On 17 nov 2011, at 21:28, Paul Wouters <paul at xelerance.com> wrote:

> FYI, that's what I will do
> Paul
> On Thu, Nov 17, 2011 at 01:09:47PM -0500, Paul Wouters wrote:
>> On Thu, 17 Nov 2011, Toshio Kuratomi wrote:
>>> When you talk about scripts, do you mean that the code calling these scripts
>>> does the equivalent of this (note, I generated my examples by reading up on
>>> ruby on the web just prior to posting... please allow for this perhaps not
>>> being real ruby code :-))::
>>> system('/usr/lib/packagename/foo.rb')
>>> or this::
>>> require '/usr/lib/packagename/foo.rb'
>> This is what is used.
>>> Foo::run()
>>> or this::
>>> system('/usr/bin/ruby /usr/lib/packagename/foo.rb')

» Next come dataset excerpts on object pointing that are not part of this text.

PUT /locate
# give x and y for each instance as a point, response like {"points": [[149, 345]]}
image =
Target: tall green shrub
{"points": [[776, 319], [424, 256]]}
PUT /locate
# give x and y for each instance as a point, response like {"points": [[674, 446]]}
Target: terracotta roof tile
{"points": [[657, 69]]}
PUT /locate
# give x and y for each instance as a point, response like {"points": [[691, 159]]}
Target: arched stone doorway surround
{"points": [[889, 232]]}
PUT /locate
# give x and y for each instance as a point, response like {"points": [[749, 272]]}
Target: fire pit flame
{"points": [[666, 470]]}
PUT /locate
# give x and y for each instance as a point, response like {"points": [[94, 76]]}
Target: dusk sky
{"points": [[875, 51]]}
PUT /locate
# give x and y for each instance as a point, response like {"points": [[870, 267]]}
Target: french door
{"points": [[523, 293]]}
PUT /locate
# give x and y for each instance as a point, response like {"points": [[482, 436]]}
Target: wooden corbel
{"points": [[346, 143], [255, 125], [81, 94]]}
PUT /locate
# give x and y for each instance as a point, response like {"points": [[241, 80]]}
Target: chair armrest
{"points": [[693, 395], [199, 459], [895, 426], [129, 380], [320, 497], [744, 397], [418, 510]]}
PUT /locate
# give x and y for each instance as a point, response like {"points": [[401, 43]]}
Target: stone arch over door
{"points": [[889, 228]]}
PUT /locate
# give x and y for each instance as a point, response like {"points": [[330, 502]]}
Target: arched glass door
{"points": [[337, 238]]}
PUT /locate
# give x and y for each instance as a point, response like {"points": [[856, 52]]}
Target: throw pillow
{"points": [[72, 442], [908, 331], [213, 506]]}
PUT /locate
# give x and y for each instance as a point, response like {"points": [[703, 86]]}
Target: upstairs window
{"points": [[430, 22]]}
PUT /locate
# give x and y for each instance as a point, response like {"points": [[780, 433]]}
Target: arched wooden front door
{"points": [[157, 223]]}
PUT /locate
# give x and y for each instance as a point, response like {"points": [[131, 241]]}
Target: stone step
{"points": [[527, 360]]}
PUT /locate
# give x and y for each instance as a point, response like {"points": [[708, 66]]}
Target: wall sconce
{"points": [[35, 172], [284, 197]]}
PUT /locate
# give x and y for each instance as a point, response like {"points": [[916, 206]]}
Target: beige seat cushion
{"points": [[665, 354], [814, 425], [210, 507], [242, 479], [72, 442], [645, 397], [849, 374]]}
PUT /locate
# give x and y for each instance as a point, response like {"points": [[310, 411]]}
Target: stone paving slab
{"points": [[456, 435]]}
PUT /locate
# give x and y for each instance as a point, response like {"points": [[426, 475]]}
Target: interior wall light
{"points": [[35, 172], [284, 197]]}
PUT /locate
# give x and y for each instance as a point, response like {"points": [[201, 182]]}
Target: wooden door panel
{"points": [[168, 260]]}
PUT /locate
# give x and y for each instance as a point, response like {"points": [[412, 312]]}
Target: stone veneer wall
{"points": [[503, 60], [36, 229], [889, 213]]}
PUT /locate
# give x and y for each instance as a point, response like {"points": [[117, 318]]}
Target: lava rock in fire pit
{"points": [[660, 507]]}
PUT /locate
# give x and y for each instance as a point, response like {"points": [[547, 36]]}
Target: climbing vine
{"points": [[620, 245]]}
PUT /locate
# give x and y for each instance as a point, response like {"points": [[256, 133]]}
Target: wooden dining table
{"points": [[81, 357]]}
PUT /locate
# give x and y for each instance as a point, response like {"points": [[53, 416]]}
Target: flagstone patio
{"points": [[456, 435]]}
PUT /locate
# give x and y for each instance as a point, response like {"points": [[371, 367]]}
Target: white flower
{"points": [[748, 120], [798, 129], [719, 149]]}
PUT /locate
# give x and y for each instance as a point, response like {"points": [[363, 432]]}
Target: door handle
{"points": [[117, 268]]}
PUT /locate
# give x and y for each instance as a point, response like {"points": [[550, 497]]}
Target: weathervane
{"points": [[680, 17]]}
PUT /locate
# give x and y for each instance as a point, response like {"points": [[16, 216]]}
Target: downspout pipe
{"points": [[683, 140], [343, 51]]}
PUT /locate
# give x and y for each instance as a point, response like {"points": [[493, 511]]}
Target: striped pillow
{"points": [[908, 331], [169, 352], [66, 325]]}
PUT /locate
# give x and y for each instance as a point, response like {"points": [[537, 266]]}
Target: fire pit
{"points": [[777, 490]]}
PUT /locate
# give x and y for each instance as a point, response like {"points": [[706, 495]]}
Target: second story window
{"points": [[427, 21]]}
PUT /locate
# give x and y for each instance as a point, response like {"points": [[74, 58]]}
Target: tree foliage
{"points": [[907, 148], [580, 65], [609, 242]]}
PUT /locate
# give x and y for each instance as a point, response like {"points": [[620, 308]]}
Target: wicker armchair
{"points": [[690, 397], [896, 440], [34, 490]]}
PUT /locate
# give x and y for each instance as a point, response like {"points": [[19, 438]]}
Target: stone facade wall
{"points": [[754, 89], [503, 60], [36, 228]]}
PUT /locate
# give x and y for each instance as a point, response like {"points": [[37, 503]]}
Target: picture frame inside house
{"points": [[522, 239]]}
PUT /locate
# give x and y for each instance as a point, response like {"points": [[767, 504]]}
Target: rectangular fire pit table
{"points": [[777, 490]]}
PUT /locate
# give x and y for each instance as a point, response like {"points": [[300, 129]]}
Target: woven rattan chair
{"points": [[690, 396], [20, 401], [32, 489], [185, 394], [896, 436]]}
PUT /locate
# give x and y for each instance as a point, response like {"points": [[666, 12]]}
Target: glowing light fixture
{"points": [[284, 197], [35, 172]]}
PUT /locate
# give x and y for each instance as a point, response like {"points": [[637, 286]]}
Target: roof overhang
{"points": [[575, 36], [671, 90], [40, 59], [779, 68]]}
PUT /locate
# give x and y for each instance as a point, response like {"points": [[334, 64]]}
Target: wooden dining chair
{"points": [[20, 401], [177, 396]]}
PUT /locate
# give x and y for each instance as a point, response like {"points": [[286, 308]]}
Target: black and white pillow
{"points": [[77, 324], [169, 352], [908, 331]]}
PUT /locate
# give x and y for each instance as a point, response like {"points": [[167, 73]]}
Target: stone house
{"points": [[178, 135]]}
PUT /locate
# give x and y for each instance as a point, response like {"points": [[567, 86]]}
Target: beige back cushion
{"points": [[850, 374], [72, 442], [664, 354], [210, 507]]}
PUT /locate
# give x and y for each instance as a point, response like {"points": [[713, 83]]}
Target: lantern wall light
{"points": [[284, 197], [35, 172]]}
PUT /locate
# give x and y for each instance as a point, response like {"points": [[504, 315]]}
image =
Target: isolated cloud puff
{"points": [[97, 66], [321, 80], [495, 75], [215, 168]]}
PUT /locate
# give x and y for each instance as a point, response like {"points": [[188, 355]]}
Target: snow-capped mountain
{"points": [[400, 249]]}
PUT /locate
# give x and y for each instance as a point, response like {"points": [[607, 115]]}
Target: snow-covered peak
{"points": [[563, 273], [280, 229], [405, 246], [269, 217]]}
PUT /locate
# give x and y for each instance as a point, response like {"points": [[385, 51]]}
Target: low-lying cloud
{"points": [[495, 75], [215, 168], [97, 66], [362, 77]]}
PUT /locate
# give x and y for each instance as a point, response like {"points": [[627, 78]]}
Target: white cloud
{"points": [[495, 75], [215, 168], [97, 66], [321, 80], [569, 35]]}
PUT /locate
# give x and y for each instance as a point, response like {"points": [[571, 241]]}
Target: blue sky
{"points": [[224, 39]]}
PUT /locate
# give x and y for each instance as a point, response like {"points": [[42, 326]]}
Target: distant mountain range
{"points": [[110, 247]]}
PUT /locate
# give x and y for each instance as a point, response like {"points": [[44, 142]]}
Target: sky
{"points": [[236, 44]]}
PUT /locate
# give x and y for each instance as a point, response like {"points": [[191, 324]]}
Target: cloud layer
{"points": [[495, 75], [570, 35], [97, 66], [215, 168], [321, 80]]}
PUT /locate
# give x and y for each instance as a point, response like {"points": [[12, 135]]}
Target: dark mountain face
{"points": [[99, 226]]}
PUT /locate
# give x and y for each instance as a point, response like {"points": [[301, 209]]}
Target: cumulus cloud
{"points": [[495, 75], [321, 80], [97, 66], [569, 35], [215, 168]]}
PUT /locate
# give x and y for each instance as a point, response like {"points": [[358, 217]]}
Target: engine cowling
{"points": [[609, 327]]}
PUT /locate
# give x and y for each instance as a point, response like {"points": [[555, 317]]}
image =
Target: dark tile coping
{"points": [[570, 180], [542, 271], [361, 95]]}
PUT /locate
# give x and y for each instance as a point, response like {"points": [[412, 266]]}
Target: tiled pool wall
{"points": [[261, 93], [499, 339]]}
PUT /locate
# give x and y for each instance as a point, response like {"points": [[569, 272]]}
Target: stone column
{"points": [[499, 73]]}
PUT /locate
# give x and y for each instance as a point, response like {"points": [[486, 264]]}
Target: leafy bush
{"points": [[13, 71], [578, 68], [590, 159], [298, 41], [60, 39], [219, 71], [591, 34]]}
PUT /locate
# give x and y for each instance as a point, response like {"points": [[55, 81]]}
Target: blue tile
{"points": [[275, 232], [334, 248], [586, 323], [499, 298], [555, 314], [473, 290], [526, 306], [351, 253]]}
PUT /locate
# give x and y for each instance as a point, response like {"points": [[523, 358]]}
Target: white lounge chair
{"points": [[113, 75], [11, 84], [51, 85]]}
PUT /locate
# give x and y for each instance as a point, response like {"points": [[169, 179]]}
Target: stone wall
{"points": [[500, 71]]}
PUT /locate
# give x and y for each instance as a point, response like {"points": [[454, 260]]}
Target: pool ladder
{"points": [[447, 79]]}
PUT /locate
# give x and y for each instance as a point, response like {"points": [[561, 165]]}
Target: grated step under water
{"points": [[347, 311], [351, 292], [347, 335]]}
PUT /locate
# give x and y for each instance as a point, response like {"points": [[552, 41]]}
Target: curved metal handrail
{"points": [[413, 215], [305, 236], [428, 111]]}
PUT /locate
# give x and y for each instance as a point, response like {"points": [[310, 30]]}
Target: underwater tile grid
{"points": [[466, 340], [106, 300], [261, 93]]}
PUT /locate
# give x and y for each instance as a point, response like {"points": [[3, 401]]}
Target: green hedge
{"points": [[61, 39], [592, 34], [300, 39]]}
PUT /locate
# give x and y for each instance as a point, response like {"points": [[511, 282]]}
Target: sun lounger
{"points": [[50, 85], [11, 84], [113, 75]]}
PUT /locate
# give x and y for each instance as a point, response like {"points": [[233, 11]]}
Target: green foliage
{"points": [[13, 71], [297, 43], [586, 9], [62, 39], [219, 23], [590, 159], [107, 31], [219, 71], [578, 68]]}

>>> The first example needs a shebang.  The second example should be mode 0644
>>> and you could place them in /usr/share/packagename/.
>> Ahh. I thought /usr/share should not contain any executable code, including
>> modules. But I cannot find a clear reference to that on
>> http://fedoraproject.org/wiki/Packaging:Guidelines
>> I'll talk to upstream about the default install location, as I think it would
>> not be wise for the fedora package the hack those paths.
> <nod>  And also note -- the use of /usr/lib (*not* %{_libdir}) vs /usr/share
> is debatable (I said "could" above rather than should).  The modules that go
> into the default search path, for python, perl, and ruby, for instance, all
> end up in /usr/lib if they're written purely in the scripting language.
> The arguments for either side are:
> /usr/share => shareable between architectures.  Thus a sysadmin can save on
> disk space by network mounting /usr/share and all the files it contains on
> any of the systems they manage.  Most scripting language modules fit into
> this.
> /usr/lib => for object files, libraries, and internal binaries.  The script
> modules are code being used inside of an executable.  So there is a case to
> be made to have them fall under the "libraries" definition.
> I don't think this is something to get into a big fight with upstream about;
> leaving the files 0644 and ignoring rpmlint is valid in this case.